顾风鹏抚掌笑道:“同知果真爽快!安抚一众知情人所需的银两,数目何其浩大,寻常人家便是倾尽私产,也断然筹措不齐。想来同知执掌一方,家底殷实,这般巨额花销,于同知而言,亦不过是九牛一毛。”

梁同这才察觉内里不对,面色骤然沉下,却不便当场发作,只得斟酌字句,良久说道:“足下此言未免抬举下官。我虽居此职,家中私产亦是有限,这般庞大数目,岂是轻易便可拿出?此事尚容我慢慢筹措。”

顾风鹏适时收敛笑意,面上露出几分失望,默然片刻,怅然叹道:“原来如此。说来也难怪,身居府衙,执掌一地财赋,自家私产却终究有限。许多为官之人的难处,便在于此,眼前资财近在咫尺,却受律法管束,不能自由调度。”

梁同听罢心头一震,面上却不露分毫神色,谨慎言道:“足下这番话,倒是说得别致。只是国法森严,库银自有规制,岂可枉动。容我再细细思量别的筹措门路。”

顾风鹏闻言,淡淡一笑,不再多言相劝:“既如此,便静待同知斟酌。只是风波不待人,还望早做决断。时辰不早,顾某不便久留,先行告辞。”说罢,起身拱手作别。

待到回转客栈,顾风鹏召出暗卫,吩咐道:“你等分头守在同知府左右,紧盯府库银两支取、账目往来,但凡有动静,即刻回报。”

众暗卫领令,悄然而退。

此后数日,城中讼状堆积不绝,两拨士绅彼此攻讦揭短,风波一日盛过一日。不多时,暗卫收集齐全一应凭据,匆匆归来禀报。

顾风鹏一刻不耽搁,当即提笔修下密信,行至窗边,撮唇吹响一声指哨。片刻之间,一头苍鹰自长空俯冲而下,轻盈落于轩栏之上。

顾风鹏将密信缚在鹰爪腕间,吩咐道:“阿霜,你将此信送往西南坊江岑府,交与唐惊弦。

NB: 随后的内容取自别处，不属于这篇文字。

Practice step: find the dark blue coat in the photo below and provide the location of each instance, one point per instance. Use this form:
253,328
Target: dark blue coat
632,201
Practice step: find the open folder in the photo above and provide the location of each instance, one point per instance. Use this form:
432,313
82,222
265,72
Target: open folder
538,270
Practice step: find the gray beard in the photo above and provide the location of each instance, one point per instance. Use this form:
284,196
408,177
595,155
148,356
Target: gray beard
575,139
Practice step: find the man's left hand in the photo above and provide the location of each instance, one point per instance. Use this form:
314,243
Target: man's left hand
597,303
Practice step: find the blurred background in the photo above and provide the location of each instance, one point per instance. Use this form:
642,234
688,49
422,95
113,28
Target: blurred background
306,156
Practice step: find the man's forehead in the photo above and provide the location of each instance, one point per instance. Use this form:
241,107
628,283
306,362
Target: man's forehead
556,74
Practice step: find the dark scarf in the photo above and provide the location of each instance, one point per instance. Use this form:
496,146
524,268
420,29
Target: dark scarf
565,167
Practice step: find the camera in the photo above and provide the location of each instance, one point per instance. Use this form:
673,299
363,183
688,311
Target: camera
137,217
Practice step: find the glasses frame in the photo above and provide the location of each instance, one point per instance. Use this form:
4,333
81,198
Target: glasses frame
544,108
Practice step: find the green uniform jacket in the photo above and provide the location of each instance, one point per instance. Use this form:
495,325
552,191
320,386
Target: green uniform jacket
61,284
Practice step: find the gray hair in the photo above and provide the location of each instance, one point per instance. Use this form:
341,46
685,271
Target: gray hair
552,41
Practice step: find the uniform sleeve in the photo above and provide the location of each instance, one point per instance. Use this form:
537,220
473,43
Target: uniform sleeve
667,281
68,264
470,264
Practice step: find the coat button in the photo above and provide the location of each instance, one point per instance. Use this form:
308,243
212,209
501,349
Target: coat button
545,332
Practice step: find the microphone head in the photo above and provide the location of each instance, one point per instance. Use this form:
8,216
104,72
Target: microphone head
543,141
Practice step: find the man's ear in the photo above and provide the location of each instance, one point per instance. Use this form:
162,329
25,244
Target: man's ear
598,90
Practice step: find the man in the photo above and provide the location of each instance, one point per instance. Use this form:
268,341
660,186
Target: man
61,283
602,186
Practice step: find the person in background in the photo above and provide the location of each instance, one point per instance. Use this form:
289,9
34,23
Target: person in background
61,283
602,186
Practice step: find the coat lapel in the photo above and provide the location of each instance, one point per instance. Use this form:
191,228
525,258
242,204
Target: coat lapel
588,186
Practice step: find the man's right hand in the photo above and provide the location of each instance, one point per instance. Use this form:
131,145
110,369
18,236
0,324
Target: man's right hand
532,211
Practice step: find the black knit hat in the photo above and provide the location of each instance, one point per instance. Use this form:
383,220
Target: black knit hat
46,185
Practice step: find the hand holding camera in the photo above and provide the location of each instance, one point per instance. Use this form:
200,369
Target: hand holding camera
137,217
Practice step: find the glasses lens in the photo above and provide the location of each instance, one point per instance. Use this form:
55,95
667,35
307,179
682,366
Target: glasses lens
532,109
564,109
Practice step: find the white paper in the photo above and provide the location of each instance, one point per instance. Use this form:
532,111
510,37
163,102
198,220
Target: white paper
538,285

她若有回函,便一并捎回。”

苍鹰长啸一声,振翮而起,御风踏云,横穿旷野,一路直抵西南江岑府。在空中盘旋数圈,敛翅俯冲,落于中庭廊下木栏之上,昂首发出一声清唳。

巡逻侍卫闻声侧目,缓步走近,见这猛禽并不躲闪,爪间缚着一封信笺,心中诧异,连忙入内禀报唐惊弦。不多时,唐惊弦快步赶来,轻步趋近苍鹰,小心解下爪上密信,转身返回厅堂。她屏退左右侍卫,待到堂内再无旁人,方才展信细细阅看。

她独坐堂中,将密信从头至尾细阅一遍,眸色渐明。轻捋针须,莞尔微笑,将信笺递至烛火之上。待纸页燃尽,最后一缕飞灰随风消逝,她缓缓起身,双手负于身后,背对堂外沉声道:“左右何在。”